In einer weiteren Nachricht hieß es: "Du darfst nicht darüber nachdenken. Du musst es einfach tun. Du hast gesagt, du tust es. Ich verstehe nicht, warum du es nicht machst."

Sie hörte ihm beim Sterben zu

Die Staatsanwältin Tracy verglich die Entscheidung des Richters mit einem salomonischen Urteil, weil er Carter letztendlich nicht für ihre Nachrichten verurteilt hat. Stattdessen bezog er sich im Urteil auf ihr Telefonat mit Roy, als der bereits begonnen hatte, den tödlichen Plan umzusetzen.
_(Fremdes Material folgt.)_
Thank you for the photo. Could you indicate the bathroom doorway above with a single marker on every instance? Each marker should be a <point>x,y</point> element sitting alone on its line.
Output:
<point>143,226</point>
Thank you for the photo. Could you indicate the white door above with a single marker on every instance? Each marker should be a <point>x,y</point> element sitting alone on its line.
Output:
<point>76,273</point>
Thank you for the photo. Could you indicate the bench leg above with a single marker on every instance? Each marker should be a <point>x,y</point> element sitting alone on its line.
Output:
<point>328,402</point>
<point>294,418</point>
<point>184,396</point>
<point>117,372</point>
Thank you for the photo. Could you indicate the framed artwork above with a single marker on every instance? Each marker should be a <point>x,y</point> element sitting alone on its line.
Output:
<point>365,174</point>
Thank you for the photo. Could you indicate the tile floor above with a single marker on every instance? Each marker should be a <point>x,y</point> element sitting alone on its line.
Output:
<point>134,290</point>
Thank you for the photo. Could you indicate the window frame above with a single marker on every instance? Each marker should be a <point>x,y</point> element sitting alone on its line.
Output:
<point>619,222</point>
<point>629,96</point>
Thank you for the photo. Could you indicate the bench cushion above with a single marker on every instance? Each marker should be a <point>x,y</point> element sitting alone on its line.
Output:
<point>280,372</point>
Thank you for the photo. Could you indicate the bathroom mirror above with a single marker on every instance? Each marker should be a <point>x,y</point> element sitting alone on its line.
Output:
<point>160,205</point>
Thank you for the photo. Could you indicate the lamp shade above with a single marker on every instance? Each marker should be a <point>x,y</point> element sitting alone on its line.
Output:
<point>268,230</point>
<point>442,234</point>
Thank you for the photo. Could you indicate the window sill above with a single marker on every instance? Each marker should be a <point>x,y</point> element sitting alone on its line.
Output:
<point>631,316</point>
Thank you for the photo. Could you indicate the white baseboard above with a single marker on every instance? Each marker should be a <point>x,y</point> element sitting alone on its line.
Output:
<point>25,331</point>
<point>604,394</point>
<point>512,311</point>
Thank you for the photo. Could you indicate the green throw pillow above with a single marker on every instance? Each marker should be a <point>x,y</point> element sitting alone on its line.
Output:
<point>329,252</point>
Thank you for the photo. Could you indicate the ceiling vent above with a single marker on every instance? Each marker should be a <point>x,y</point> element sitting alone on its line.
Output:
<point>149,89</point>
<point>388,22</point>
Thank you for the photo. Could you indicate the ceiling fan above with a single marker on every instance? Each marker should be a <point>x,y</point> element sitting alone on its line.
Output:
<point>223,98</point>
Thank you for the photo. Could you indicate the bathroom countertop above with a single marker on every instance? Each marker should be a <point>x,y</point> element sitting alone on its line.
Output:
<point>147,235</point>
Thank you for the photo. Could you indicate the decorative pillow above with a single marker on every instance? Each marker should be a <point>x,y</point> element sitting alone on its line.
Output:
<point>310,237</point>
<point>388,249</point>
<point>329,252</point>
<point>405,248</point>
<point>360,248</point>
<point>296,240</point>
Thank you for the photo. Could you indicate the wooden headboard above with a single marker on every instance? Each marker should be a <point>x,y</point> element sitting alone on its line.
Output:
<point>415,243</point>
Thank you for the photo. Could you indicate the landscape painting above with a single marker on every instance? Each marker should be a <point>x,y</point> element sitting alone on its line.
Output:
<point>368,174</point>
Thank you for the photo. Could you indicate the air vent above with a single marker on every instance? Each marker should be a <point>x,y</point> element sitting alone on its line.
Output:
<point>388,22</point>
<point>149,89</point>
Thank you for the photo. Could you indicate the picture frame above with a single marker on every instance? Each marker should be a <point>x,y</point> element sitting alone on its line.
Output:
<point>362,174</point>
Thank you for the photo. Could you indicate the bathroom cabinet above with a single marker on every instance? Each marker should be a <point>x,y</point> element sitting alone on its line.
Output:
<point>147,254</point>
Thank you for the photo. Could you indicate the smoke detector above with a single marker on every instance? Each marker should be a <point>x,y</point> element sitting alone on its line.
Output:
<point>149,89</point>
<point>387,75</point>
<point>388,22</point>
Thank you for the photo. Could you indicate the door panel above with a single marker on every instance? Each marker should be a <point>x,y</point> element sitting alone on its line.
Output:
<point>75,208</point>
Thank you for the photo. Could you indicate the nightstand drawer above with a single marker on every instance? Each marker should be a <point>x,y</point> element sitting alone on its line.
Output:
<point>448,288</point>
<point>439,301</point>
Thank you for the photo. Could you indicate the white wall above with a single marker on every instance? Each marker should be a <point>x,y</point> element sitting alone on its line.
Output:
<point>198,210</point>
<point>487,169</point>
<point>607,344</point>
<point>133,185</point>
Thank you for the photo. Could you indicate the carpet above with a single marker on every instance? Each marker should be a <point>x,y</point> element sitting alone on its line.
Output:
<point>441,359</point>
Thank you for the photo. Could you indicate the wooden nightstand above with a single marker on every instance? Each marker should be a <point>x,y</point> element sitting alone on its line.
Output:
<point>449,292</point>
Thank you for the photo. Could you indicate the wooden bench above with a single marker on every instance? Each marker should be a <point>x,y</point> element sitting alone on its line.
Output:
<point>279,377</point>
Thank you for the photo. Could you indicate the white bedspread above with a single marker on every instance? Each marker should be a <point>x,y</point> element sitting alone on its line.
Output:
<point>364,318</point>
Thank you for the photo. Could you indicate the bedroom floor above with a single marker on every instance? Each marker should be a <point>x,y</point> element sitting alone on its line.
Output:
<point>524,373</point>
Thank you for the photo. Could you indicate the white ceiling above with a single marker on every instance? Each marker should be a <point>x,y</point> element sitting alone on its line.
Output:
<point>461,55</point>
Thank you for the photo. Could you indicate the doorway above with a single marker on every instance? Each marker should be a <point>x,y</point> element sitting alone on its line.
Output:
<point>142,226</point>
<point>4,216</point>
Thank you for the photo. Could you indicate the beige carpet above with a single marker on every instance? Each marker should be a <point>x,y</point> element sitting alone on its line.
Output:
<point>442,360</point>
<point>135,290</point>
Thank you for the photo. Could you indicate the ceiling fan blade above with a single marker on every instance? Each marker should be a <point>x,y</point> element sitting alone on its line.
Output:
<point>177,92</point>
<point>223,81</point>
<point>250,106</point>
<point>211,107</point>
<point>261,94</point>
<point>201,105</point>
Später erzählte Carter einer Freundin, sie habe am Telefon seine letzten, beschwerlichen Atemzüge gehört.

Nachrichtenmedien stürzten sich auf den stillen Ort Taunton, eine der ältesten Städte der USA, als das Verfahren im Frühling begann. Doch von Carter selbst hat die Öffentlichkeit bisher nur ihre SMS gehört.

Falls Carter sich jemals entscheiden sollte, sich öffentlich zu ihrer Tat zu äußern, darf sie laut Moniz' Urteil weder direkt noch indirekt von ihrer Geschichte profitieren. Aktuell ist die 20-Jährige effektiv auf Bewährung, während ihre Verteidiger ihren Berufungsantrag vorbereiten.